The Yemeni government is a staunch counterterrorism ally, and administration officials are no doubt seeking to avoid a replay of the 2011 debacle. "There will certainly be an investigation and one would have to assume it will be informed by what happened in Pakistan," one U.S. official said.

U.S. officials have voiced fears about the violence erupting in Yemen. The State Department announced Wednesday that it had closed its embassy in Sanaa to the public because of security concerns, citing recent attacks against Western interests in Yemen as the reason for temporarily suspending operations.

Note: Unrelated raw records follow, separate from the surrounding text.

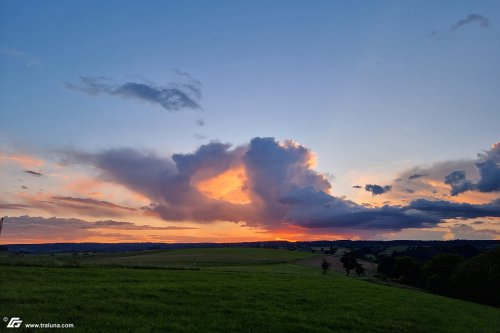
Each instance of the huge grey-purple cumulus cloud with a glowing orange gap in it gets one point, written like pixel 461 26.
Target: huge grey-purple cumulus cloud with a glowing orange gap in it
pixel 279 180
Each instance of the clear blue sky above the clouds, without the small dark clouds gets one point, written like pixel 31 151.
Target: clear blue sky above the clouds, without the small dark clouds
pixel 372 88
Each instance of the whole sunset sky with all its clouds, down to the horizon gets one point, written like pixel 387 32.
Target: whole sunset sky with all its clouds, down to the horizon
pixel 228 121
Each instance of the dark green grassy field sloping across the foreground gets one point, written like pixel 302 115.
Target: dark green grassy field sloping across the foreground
pixel 235 290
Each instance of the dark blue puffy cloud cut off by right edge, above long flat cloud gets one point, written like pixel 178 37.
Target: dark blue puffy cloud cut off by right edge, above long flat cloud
pixel 488 165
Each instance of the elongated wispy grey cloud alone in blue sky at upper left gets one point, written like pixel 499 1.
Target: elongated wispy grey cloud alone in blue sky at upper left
pixel 172 97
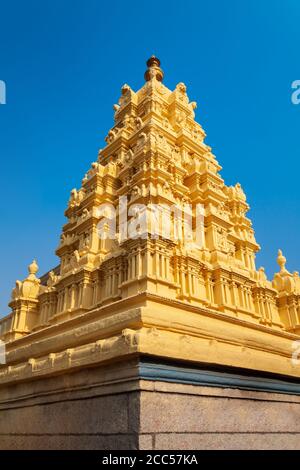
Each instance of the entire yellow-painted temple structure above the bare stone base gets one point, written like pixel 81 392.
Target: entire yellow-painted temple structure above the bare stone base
pixel 163 297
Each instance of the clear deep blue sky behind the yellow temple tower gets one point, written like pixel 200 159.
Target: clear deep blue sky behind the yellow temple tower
pixel 64 62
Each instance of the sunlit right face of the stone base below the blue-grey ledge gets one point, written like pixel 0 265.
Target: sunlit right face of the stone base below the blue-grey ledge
pixel 174 416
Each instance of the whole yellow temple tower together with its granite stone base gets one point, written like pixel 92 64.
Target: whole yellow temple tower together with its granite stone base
pixel 156 296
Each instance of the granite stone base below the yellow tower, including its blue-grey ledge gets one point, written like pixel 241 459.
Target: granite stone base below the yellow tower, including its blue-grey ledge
pixel 144 405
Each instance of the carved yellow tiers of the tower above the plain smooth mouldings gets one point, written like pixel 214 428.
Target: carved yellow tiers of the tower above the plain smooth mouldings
pixel 155 154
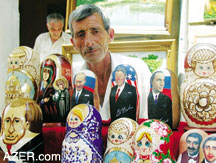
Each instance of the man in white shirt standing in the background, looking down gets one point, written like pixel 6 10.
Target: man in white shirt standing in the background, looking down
pixel 51 42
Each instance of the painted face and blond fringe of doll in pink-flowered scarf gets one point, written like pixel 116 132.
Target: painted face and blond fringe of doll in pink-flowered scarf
pixel 144 145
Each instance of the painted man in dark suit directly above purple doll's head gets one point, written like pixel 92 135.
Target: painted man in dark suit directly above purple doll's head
pixel 80 94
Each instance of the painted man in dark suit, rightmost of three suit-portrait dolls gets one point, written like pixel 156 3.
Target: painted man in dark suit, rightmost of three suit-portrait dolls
pixel 159 104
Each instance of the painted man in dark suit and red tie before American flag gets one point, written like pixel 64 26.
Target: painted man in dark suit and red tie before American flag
pixel 123 97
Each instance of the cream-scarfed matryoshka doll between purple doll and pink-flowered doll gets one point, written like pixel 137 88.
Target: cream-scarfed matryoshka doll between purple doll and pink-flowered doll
pixel 120 141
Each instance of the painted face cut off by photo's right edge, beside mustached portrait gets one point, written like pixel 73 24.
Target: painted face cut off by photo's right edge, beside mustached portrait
pixel 210 150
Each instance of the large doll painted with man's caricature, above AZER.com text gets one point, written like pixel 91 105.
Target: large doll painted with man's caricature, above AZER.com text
pixel 21 131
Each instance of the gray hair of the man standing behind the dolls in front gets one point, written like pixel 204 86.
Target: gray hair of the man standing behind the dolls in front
pixel 84 11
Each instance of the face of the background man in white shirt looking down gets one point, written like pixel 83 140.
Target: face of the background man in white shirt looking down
pixel 55 29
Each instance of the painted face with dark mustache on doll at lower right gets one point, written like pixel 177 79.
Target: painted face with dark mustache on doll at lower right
pixel 192 145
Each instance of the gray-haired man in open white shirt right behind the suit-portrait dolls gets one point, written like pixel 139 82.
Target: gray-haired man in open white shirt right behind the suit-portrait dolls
pixel 91 35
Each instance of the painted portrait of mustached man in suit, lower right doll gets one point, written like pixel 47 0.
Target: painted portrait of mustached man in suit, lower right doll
pixel 191 155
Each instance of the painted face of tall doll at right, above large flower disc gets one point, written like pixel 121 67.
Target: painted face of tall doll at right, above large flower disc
pixel 204 69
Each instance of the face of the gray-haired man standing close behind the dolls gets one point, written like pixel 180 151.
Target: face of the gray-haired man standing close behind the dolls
pixel 90 38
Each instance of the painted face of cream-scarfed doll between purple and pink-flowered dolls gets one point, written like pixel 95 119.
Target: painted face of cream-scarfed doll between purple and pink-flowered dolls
pixel 117 137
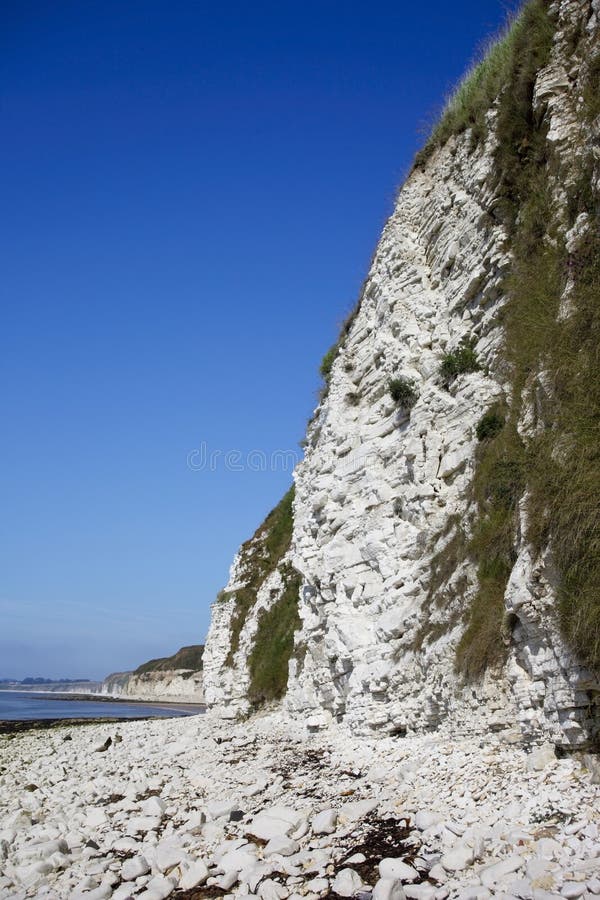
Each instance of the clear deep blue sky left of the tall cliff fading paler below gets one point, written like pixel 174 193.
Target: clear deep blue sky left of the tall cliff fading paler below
pixel 191 193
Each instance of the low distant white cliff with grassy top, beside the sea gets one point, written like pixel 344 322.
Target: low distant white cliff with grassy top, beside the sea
pixel 176 678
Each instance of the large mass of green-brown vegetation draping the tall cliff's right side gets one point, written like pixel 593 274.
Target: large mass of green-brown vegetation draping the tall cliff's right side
pixel 553 351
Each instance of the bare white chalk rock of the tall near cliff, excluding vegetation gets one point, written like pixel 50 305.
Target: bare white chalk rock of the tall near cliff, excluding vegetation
pixel 386 488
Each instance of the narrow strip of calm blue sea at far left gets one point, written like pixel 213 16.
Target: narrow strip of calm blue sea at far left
pixel 25 705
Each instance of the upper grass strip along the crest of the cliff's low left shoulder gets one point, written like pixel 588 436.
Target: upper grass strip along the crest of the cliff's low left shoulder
pixel 259 558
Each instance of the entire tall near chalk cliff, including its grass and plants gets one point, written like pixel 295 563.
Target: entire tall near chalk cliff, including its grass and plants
pixel 439 558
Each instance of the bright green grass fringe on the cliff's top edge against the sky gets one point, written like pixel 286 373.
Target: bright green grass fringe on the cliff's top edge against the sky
pixel 478 91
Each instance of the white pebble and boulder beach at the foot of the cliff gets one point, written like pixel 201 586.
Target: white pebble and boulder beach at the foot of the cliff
pixel 198 807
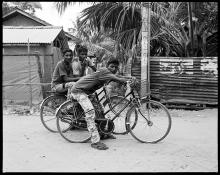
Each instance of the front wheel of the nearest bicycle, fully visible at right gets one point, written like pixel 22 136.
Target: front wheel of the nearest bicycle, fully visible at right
pixel 152 121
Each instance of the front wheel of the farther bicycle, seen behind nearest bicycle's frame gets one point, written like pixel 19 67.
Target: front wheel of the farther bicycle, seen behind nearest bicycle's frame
pixel 119 122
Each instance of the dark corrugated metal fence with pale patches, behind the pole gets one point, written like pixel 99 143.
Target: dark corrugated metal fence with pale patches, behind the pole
pixel 182 80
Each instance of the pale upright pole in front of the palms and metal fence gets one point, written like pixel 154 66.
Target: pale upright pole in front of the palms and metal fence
pixel 145 49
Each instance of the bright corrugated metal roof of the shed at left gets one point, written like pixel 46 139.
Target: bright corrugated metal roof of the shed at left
pixel 35 34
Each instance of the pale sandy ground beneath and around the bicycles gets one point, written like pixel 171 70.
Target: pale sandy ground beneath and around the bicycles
pixel 191 146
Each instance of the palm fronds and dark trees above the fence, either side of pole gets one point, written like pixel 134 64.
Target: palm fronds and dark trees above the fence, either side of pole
pixel 170 29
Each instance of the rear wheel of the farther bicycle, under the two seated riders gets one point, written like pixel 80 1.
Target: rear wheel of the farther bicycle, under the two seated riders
pixel 48 109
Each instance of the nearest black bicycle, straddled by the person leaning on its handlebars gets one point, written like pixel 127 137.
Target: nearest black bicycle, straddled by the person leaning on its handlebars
pixel 139 119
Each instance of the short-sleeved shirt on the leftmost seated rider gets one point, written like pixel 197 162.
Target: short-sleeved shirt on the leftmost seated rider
pixel 60 71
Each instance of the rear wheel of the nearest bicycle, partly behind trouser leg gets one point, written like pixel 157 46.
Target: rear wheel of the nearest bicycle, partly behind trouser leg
pixel 71 123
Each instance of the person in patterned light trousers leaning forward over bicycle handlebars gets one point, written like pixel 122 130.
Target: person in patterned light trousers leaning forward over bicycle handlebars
pixel 88 85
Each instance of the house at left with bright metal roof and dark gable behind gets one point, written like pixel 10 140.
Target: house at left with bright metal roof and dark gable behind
pixel 31 49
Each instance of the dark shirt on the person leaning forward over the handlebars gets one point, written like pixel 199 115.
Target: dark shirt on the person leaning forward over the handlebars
pixel 92 82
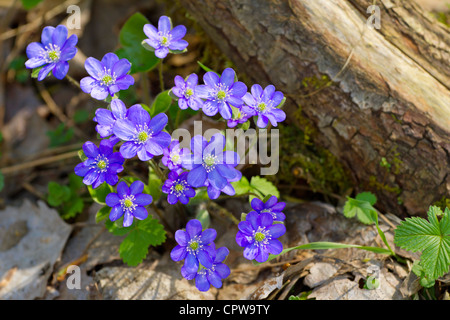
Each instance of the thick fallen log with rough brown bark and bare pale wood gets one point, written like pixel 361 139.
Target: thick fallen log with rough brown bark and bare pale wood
pixel 389 96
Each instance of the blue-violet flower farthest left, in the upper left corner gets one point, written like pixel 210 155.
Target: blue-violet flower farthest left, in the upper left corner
pixel 52 53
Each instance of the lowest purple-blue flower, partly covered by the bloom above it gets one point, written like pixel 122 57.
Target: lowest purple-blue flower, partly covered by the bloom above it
pixel 205 277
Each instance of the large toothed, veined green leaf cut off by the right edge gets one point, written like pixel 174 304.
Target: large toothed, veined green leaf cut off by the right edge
pixel 431 237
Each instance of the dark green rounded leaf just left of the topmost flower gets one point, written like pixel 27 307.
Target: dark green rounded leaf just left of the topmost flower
pixel 130 38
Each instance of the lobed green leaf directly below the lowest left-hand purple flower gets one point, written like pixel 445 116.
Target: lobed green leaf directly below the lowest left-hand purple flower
pixel 134 247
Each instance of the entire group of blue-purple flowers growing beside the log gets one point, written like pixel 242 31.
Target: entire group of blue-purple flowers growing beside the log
pixel 206 164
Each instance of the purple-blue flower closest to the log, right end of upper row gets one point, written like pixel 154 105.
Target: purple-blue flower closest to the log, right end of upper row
pixel 265 105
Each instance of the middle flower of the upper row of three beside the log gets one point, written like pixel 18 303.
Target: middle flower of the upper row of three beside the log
pixel 220 93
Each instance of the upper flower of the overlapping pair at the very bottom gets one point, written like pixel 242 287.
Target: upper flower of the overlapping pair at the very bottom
pixel 194 246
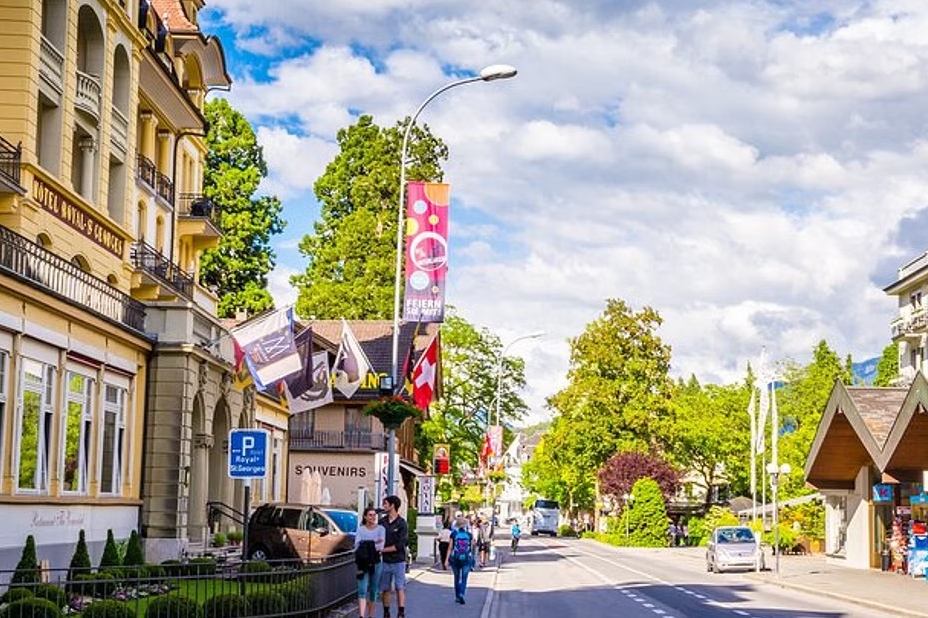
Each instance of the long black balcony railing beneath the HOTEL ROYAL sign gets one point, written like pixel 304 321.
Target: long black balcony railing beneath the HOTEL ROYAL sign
pixel 27 260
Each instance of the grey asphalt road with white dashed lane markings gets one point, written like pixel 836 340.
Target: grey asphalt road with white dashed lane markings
pixel 568 577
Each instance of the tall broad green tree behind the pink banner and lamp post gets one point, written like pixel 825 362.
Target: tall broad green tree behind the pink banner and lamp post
pixel 352 251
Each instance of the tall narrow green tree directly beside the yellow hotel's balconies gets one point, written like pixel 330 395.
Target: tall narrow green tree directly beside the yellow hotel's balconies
pixel 235 166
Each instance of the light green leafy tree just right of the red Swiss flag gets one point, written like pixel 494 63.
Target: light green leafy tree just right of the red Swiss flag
pixel 469 358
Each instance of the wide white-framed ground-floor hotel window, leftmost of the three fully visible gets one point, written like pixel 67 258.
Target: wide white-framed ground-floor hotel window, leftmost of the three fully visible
pixel 33 426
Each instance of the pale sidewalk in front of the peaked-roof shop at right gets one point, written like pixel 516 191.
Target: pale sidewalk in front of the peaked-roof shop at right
pixel 898 594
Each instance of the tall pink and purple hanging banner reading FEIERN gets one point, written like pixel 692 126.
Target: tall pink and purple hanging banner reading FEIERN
pixel 427 205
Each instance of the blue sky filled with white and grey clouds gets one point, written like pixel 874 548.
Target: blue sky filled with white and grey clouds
pixel 755 171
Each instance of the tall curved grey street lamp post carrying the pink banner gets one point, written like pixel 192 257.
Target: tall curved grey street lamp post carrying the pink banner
pixel 488 74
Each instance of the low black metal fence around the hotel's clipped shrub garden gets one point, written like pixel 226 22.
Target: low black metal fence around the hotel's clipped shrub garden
pixel 196 588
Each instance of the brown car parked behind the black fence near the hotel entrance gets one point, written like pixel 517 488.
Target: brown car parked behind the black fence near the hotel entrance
pixel 288 531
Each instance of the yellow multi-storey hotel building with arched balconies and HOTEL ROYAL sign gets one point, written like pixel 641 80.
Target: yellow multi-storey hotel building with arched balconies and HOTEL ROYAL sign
pixel 116 383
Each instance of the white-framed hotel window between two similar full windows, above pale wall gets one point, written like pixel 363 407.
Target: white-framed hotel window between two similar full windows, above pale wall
pixel 78 428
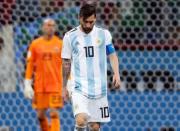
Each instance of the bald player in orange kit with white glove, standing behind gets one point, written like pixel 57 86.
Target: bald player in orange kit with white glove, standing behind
pixel 45 64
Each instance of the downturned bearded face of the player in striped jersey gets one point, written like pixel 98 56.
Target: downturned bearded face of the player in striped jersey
pixel 88 23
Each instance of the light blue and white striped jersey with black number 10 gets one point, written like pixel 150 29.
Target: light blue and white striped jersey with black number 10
pixel 88 54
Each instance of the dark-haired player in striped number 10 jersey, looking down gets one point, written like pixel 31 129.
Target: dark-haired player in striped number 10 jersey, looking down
pixel 84 53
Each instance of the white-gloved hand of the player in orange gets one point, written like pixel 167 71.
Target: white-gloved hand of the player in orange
pixel 28 90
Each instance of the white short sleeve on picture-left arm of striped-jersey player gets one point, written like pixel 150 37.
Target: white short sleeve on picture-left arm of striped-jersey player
pixel 66 48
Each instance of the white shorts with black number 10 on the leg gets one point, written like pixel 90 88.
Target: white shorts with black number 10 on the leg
pixel 96 109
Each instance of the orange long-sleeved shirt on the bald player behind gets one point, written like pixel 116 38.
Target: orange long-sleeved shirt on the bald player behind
pixel 45 63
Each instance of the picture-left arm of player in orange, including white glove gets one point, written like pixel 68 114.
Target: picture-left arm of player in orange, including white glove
pixel 28 91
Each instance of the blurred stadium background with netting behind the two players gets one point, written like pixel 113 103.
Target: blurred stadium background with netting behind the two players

The violence came close to the president’s doorstep Friday when militants believed to be from al-Qaida’s franchise attacked a security vehicle and killed three soldiers in the area of the presidential palace. News reports said the militants had fought a prolonged gunfight in the streets of the capital before escaping.

In a second attack in the province of Al Baydha, militants believed linked to al-Qaida killed two soldiers and injuring many more in an ambush, according to officials in the area. And in a third attack the same day, armed fighters from the Abeeda tribe in the restive province of Mareb attacked security checkpoints, electricity towers as well as oil and gas pipelines, residents there said.

All of Friday’s attacks appeared to be retaliation for the Yemeni government’s campaign against al-Qaida strongholds, which follows a series of U.S. drone strikes last month that resulted in the deaths of more than three dozen militants linked to al-Qaida’s affiliate inYemen, one of the largest flurries of strikes in recent years.

As the army’s ground campaign has picked up, so have a series of attacks against Western interests. Several diplomatic outposts have pulled back or pulled out. At the U.S. Embassy, personnel are not being evacuated, but closing the facility to the public will stop the processing of visas and other services, the State Department said.

In the Yemeni news media, the involvement of U.S. commandos in the shooting has not been disclosed. The day after the shooting, the Yemeni Defense Ministry’s website reported that a foreigner living in Yemen had shot dead two gunmen who tried to abduct him.

"Two armed men tried to kidnap a foreign citizen as he was leaving a barber in Hadda Street in Sanaa," the website said. "But he was able to resist and shot them with a revolver he had in his possession," the website said, citing security sources.

The ministry gave no indication of the intended victim’s nationality or that of those who planned to kidnap him. In subsequent news reports, however, unidentified Yemeni security officials attributed the shootings to various suspects, including a well-trained U.S. citizen with a licensed weapon and a Russian specialist in the oil sector.